We Still Treat Patients Who Need a Higher Level of Care Like they Have No Experience with Recovery
People enter recovery when first diagnosed. It’s likely that coming back to a higher level of care was preceded by a period of not treating their chronic disease, but even that was an experience that a first-time patient is lacking. We tell patients that doing the same thing over and over and expecting different results is a good definition of insanity. Why do we do the same thing? It demeans us as professionals.
Discharge Planning Has Not Received the Attention It Deserves
A close friend remarked that “The single most important thing that we do in treatment (residential or inpatient) is discharge planning and we give it the least amount of attention.” Maybe it’s not the “least amount of attention,” but it isn’t given the attention it deserves.

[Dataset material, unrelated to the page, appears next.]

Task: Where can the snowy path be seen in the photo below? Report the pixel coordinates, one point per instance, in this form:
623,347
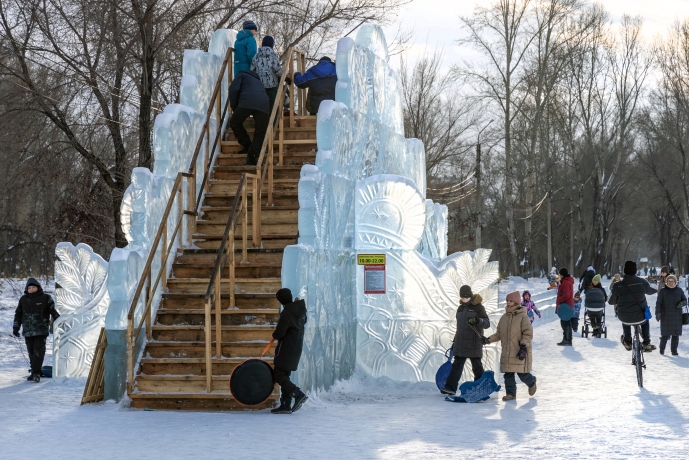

There’s being in treatment, and then there’s the rest of your life. Which is more important?
A discharge plan is essentially an assessment of the patient’s performance in treatment: which treatment objectives were met, which ones were deferred, which ones need more work, which new issues, if any, have come up in treatment? The plan needs to address medical, emotional, motivational, relapse and recovery environment issues. The discharge plan needs to be the next provider’s starting point. It is also the document that gives the next professional their first impression of the treatment provider. First impressions are hard to change.
It is also a legal document. It has to make sense.
The next provider (next level of care) needs to be carefully determined. Continued care recommendations vary. For the most part, they are individualized, but it’s hard to tell what criteria were used for the patient’s next placement. Actually, little clinical information is provided. In particular, there is very little discussed about a patient’s motivational level or recovery environment.
Discharge planners/case managers need more training and more involvement with the clinical team. There is a need for a discharge summary that looks more like an assessment.
What Treatment Needs to Look Like
It’s actually quite simple: it needs to look like how we treat any other chronic disease. The intensity of care should always match the severity of symptoms. When I say that people in recovery need to be in treatment “forever” I clearly do not mean a continuously high level of care.
Personally, I see my dermatologist every three months, whether I feel like I need to or not. I have skin check-ups. There have been times when I developed a basil cell skin cancer. The intensity of treatment increased. As I got better the frequency of my check-ups came down.
What about “recovery check-ups?” (White, 2014) How about at least semi-annual addiction check-ups?
Who would do them? How about an Addictionologist? What’s that? It’s a physician who has been certified by the American Board of Addiction Medicine (ABAM). Before actually sitting for the exam offered by ABAM, the physician would have completed a residency in Addiction Medicine. There are approximately 3000 board certified Addictionologists in the U.S. The numbers are growing. If you are in recovery, find one! Let\’s call this “Medically Monitored Recovery.”
If we treat addiction like we treat any other chronic disease, this all begins to make sense. Anyone who is fortunate enough to have achieved long-term recovery will have experienced illnesses, prescribed medications, surgeries, anxiety, depression, pain, sleep disorders, loss, changes in recovery environment, etc. How do people get through all of that and remain drug free? The answer is that many don’t. Recovery monitored by an ABAM/ASAM primary care physician could help many more people achieve long-term recovery.
The faster we change how we talk, what we think and what we do, the faster shame will disappear from the treatment of addictive diseases.